We’re told not to judge a book by its cover; told that choosing a wine based on its label or branding is naïve. However, drinking and enjoying wine is a subjective experience. We can’t sit in one another’s mouths, and flavours can often be hard to communicate. Even the widely used wine aroma wheel is really just an elaborate taxonomy of metaphors; it’s not like there’s ever any dried tobacco in the wine. And really, outside of wanting a particular colour of wine, something lighter versus something heavier, we’re rarely looking for specific tasting notes when choosing a bottle of wine.
Instead, what we’re looking for is the wine that matches the experience. When a friend gets engaged, you’re wanting to buy a bottle that says ‘hurrah!’. Champagne, with its regal, often red-ribboned branding and muselet wire closure makes the act of opening it a ceremony, perfect for kicking off a celebration. If you’re meeting your partner’s father for the first time, a red wine that looks classic, maybe even a little conservative, might communicate that you’re a stable, put-together partner for their child. When you’re headed to the park with some mates, you’re probably wanting a wine that you’re happy to share with others and guzzle out of a plastic cup, perhaps with a fun label, a screw top and a price-point that won’t give said cups an inferiority complex.
In other words, wine isn’t always all about how it tastes!
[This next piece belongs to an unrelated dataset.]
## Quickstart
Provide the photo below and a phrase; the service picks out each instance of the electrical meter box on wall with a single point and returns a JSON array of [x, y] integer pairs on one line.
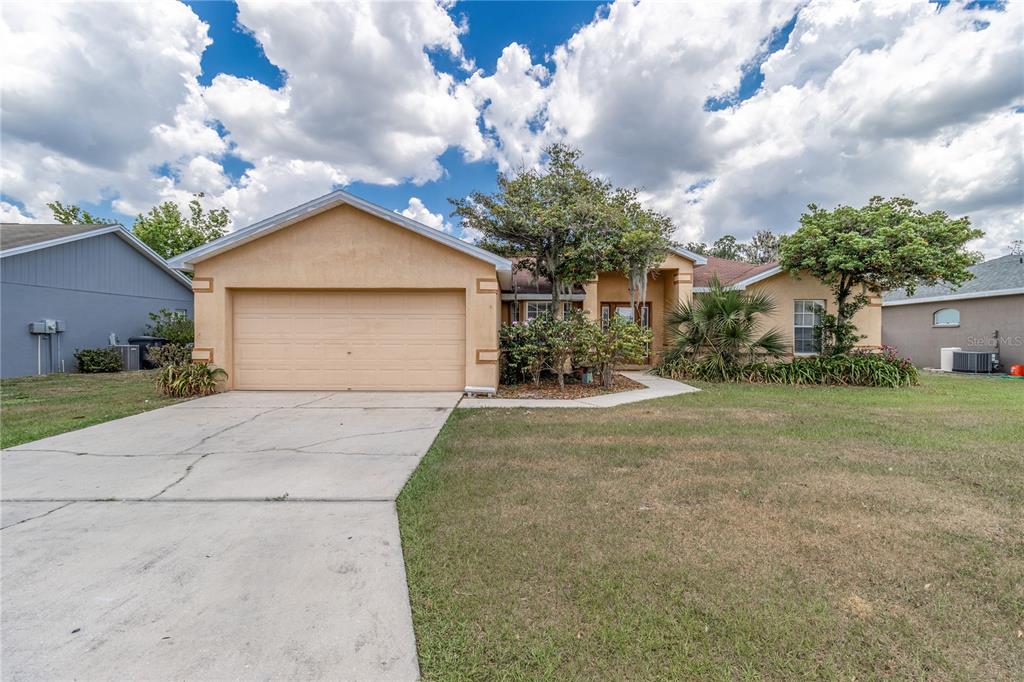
[[44, 327]]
Rather than trying to navigate ‘wine words’ you’ve heard in passing from a posh friend in hopes that you’ll share the same subjective flavour experience, try shifting your focus to the scene you’re wanting to set. Plus, buying for context and experience (and embracing doing so) allows you to avoid intimidation or discomfort when you feel like you don’t know enough wine. Perhaps ask: is the wine the main event – something to be cherished, savoured and talked about, or is it just the background to an evening catching up with friends? These context cues are more likely to line up with a wine’s branding that can be just as helpful in getting you to the wine you actually want to drink. Plus, if the branding is telling you a story, as when anyone tells a story, isn’t it polite to listen?
What I’m saying is we can get too caught up with the idea of wanting to showcase our erudite selves by buying the ‘right’ wine, when everyone experiences taste in such different ways, and everyone drinks wine with varying motivations. What is the story you want to tell and what feels right? Being free to pick a bottle based on looks sure does.